In a desperate attempt to find a cure to coronavirus, the United States government has pumped in more than $2 billion to develop a vaccine for the pandemic.
In his Twitter handle on Friday, Bernie Sanders, the defeated US Democratic Party presidential aspirant, said the government sent $1.2 billion to AstraZeneca, $483 million to Moderna, $500 million to Johnson & Johnson and $30 million to Sanofi.
“This is what our government is paying to develop a COVID-19 vaccine. Once a vaccine is approved by the FDA, it must be available to all for free. No profiteering,” Sanders hoped.
AstraZeneca has agreed to initially supply at least 400 million doses of Oxford University’s coronavirus vaccine and secured total manufacturing of the vaccine.
The development programme will include a Phase III clinical trial with 30,000 people, as well as a trial in children.
Moderna Inc. claimed that its shares rose as much as 21 per cent after the U.S. government agreed to pay as much as $483 million for the vaccine.
Meanwhile, the United States has secured almost a third of the first one billion doses planned for AstraZeneca’s experimental COVID-19 vaccine by pledging up to $1.2 billion, as world powers scramble for medicines to get their economies back to work.
While not proven to be effective against the coronavirus, vaccines are seen by world leaders as the only real way to restart their stalled economies, and even to get an edge over global competitors.

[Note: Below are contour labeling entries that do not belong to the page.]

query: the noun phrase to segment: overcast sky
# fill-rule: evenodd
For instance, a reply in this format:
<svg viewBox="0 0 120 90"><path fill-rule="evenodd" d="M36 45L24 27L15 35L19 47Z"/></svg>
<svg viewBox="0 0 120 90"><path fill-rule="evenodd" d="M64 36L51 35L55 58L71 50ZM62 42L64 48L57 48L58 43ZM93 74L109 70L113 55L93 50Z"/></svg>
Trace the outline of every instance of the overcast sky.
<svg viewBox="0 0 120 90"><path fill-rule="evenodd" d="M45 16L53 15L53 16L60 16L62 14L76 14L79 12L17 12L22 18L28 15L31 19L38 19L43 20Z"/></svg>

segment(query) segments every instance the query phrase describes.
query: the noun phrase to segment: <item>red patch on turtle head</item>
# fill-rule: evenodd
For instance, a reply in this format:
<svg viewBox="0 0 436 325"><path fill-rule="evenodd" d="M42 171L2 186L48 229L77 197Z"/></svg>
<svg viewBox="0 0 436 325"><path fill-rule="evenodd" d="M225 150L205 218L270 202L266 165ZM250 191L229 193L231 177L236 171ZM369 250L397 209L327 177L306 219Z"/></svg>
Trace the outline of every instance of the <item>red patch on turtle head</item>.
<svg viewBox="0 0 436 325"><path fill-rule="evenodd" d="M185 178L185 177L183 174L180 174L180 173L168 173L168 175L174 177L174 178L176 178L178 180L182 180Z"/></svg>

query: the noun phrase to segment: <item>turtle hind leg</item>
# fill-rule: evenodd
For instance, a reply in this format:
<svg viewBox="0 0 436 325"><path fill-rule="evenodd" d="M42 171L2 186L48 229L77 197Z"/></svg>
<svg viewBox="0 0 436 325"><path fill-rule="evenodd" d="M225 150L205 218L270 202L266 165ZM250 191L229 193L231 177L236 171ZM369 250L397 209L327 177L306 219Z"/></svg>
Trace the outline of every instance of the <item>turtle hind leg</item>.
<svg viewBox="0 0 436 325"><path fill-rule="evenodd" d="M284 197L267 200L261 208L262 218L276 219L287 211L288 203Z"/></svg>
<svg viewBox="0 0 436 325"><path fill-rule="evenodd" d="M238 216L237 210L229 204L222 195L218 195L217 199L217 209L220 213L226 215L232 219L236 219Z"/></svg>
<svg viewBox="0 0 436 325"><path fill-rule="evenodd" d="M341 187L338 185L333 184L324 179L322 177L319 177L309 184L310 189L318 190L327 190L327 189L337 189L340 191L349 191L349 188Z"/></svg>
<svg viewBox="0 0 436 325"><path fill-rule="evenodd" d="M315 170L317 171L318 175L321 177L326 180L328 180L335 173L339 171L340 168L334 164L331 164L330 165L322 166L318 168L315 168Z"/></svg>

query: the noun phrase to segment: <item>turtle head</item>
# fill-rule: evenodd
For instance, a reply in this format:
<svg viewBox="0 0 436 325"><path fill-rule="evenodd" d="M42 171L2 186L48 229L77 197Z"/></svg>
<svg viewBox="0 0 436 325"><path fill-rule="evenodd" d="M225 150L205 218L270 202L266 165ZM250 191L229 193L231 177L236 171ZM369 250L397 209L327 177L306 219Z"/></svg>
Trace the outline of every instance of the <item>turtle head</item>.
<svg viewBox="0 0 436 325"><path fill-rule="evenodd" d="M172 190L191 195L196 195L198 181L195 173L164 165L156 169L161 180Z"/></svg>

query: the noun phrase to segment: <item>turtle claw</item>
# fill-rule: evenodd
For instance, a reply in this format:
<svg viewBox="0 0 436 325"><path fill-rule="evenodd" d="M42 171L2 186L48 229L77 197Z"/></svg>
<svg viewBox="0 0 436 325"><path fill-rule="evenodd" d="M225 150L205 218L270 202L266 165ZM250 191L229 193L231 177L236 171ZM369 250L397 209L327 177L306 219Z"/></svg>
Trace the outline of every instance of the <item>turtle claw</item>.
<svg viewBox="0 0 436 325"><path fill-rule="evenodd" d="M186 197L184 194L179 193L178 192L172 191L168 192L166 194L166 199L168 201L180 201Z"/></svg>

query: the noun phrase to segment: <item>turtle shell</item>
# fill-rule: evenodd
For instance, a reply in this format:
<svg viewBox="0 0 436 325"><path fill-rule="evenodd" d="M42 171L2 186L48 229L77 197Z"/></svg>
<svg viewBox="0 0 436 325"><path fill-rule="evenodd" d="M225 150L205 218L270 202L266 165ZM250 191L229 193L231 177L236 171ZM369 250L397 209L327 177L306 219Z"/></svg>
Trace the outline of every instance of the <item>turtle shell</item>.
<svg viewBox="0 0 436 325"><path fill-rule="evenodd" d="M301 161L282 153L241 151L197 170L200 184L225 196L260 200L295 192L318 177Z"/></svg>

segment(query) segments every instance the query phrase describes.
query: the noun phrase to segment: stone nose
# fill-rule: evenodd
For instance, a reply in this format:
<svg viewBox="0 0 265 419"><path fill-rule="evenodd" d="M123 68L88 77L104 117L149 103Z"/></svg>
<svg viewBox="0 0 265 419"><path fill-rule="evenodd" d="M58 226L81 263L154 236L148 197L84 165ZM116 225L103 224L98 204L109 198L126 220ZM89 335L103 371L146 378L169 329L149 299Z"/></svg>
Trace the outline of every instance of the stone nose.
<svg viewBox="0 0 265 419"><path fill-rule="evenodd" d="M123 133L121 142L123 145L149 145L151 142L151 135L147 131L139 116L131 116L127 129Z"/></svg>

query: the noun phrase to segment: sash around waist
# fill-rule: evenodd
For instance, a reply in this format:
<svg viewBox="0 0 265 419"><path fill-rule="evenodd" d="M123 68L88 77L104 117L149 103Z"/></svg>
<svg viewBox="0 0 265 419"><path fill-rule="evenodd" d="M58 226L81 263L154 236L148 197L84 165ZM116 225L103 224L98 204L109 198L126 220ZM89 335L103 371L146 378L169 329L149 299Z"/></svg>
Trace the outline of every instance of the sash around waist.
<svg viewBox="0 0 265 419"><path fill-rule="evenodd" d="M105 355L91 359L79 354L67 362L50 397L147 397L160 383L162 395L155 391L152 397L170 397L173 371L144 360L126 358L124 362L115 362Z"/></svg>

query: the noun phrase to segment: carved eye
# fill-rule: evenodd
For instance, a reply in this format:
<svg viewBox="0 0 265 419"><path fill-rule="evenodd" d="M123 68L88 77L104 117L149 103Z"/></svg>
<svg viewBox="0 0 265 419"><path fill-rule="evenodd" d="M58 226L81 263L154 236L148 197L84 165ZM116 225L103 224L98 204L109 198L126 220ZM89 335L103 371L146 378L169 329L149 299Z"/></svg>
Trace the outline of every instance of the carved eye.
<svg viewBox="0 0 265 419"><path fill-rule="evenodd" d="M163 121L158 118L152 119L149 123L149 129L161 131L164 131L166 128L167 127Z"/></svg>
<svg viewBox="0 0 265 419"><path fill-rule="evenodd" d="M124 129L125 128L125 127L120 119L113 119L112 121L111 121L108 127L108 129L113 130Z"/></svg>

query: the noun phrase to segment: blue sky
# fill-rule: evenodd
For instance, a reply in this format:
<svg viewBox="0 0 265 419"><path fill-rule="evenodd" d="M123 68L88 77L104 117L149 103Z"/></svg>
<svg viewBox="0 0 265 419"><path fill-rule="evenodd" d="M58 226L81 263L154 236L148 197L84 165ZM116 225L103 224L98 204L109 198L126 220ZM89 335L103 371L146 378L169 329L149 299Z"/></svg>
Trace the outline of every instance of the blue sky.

After President Donald Trump demanded a vaccine, the U.S. Department of Health and Human Services agreed to provide up to $1.2 billion to accelerate British drugmaker AstraZeneca’s vaccine development and secure 300 million doses for the United States.
“This contract with AstraZeneca is a major milestone in Operation Warp Speed’s work toward a safe, effective, widely available vaccine by 2021,” U.S. Health Secretary Alex Azar said.
The vaccine, previously known as ChAdOx1 nCoV-19 and now as AZD1222, was developed by the University of Oxford and licensed to AstraZeneca. Immunity to the new coronavirus is uncertain and so the use of vaccines unclear.
The U.S. deal allows a late-stage — Phase III — clinical trial of the vaccine with 30,000 people in the United States.
Cambridge, England-based AstraZeneca said it had concluded agreements for at least 400 million doses of the vaccine and secured manufacturing capacity for 1 billion doses, with first deliveries due to begin in September.
Now the most valuable company on Britain’s blue-chip FTSE 100 Index, it has already agreed to deliver 100 million doses to people in Britain, with 30 million as soon as September. Ministers have promised Britain will get first access to the vaccine.
Vaccine scramble
With leaders across the world surveying some of the worst economic destruction since at least World War Two, and the deaths of more than 327,000, many are scrambling for a vaccine.
The U.S. government has already struck deals to support vaccine development with Johnson & Johnson (J&J), Moderna and Sanofi, sparking fears the richest countries will be able to protect their citizens first.
Sanofi’s chief angered the French government earlier this month when he said vaccine doses produced in the United States could go to US patients first, given the country had supported the research financially.
“We have a lot of things happening on the vaccine front or the therapeutic front,” Trump told reporters at the White House when asked about the AstraZenca announcement. “You’re going to have a lot of big announcements over the next week or two” on therapeutics.
AstraZeneca said it was in talks with governments and partners around the world — such as the Serum Institute of India — to increase access and production, and is speaking to various organizations on the fair allocation and distribution of the vaccine.
“We would like to thank the U.S. and UK governments for their substantial support to accelerate the development and production of the vaccine,” AstraZeneca Chief Executive Pascal Soriot said.
The Serum Institute of India, the world’s largest maker of vaccines by volume, has dedicated one of its facilities with a capacity to produce up to 400 million doses annually to producing the Oxford vaccine.
“We are scaling up on a conservative basis of about 4 to 5 million doses a month to begin with,” Chief Executive Adar Poonawalla told Reuters, adding the company was in discussions with AstraZeneca.